To Request Information or File a Complaint
If you have questions, would like additional information, or want to report a problem regarding the handling of your information, you may contact Dr. Emily Queenan. Additionally if you believe your privacy rights have been violated, you may file a written complaint at the office by delivering the written complaint to Dr. Emily Queenan. You may also file a complaint by mailing it or e-mailing it to the Secretary of Health and Human Services whose street address and email address is 200 Independence Ave, SW, Washington, DC 20201 and HHS.mail@HHS.gov. We cannot, and will not, require you to waive the right to file a complaint with the Secretary of Health and Human Services (HHS) as a condition of receiving treatment from the practice. We cannot, and will not, retaliate against you for filing a complaint with the Secretary.
Other Disclosures and Uses Notification
Unless you object, we may use or disclose your protected health information to notify, or assist in notifying, a family member, personal representative, or other person responsible for your care, about your location, and about your general condition, or your death.
Communication with Family
Using our best judgment and professionalism, we may disclose to a family member, other relative, close personal friend, or any other person you identify, health information relevant to that person's involvement in your care or in payment for such care if you do not object or in an emergency.
Food and Drug Administration (FDA)
We may disclose to the FDA your protected health information relating to adverse events with respect to products and product defects, or post-marketing surveillance information to enable product recalls, repairs or replacements.
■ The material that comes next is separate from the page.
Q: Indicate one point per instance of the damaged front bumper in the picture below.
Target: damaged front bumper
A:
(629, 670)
If you are seeking compensation through Workers Compensation, we may disclose your protected health information to the extent necessary to comply with laws relating to Workers Compensation.
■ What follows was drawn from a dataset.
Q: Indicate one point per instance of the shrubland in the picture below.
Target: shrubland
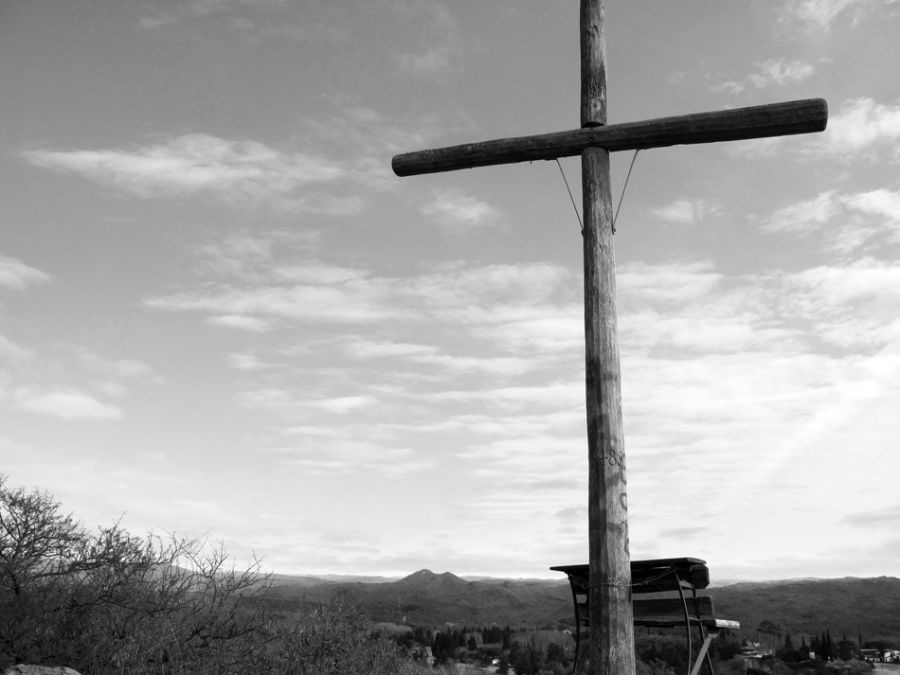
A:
(107, 601)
As required by law, we may disclose your protected health information to public health or legal authorities charged with preventing or controlling disease, injury or disability.
Abuse and Neglect
We may disclose your protected health information to public authorities as allowed by law to report abuse or neglect.
If you are an inmate of a correctional institution, we may disclose to the institution, or its agents, your protected health information necessary for your health and health and safety of other individuals.
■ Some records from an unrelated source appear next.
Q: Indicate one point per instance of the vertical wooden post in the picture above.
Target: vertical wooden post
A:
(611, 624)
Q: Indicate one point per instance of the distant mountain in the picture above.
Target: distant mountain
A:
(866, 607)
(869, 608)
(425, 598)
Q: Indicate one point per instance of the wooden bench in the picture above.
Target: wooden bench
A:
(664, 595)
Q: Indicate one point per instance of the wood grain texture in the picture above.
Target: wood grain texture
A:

We may disclose your protected health information for law enforcement purposes as required by law, such as when required by a court order, during cases involving felony prosecutions, or to the extent an individual is in the custody of law enforcement.
Federal law allows us to release your protected health information to appropriate health oversight agencies over health oversight activities.
We may disclose your protected health information in the course of any judicial or administrative proceeding as allowed or required by law, with your consent, or as directed by a proper court order.
Other uses and disclosures besides those identified in this notice will be made only as otherwise authorized by law or with your written authorization and you may revoke the authorization as previously provided.
We may disclose information to researchers when institutional review board has reviewed a research proposal, approved the research and establish protocols to insure the privacy of your protected health information.